Он и Лида идут по ночному лагерю. Входят в его маленький домик. Он расстилает постель. Вставляет ключ в замочную скважину:

– Закроешься изнутри и спи спокойно до утра.

– А ты? – Лида подходит, кладет ему руки на плечи.

– Пойду в какой-нибудь отряд, лягу на свободное место.

– Никуда ты не пойдешь… – еле слышно шепчет Лида.

Она закрывает дверь на ключ. Вынимает ключ из скважины, кладет на стол:

– Не хочу ждать до августа, понимаешь?

– Понимаю…

Он подходит к ней и говорит очень тихо и серьезно:

– Только я не знаю, как все это делается. Вдруг что не так.

– Дурачок мой, – Лида целует его. – Как будто я знаю.

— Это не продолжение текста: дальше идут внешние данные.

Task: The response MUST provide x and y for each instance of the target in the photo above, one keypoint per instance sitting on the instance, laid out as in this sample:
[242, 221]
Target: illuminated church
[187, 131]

Они обнимаются. Камера фиксирует ласковые ненавязчивые движения рук, снимающих одежду, его губы, целующие ее шею, грудь, живот, бедра, поднимающих ее и кладущих на расстеленную постель. Затемнение.

***
Нонкент. Май 1971 г.

Машина скорой помощи несется по городским улицам. Внутри в салоне Лида и Виктор. Он держит ее за руку, гладит руки, плечи, лицо, целует.

– Родная моя, все будет хорошо, вот посмотришь. Только ты ни о чем не думай…

– Витя… – говорить ей тяжело, на лбу появляются капельки пота. – Если… Со мной что-нибудь… а ребенок выживет… ты не женись сразу… ладно?!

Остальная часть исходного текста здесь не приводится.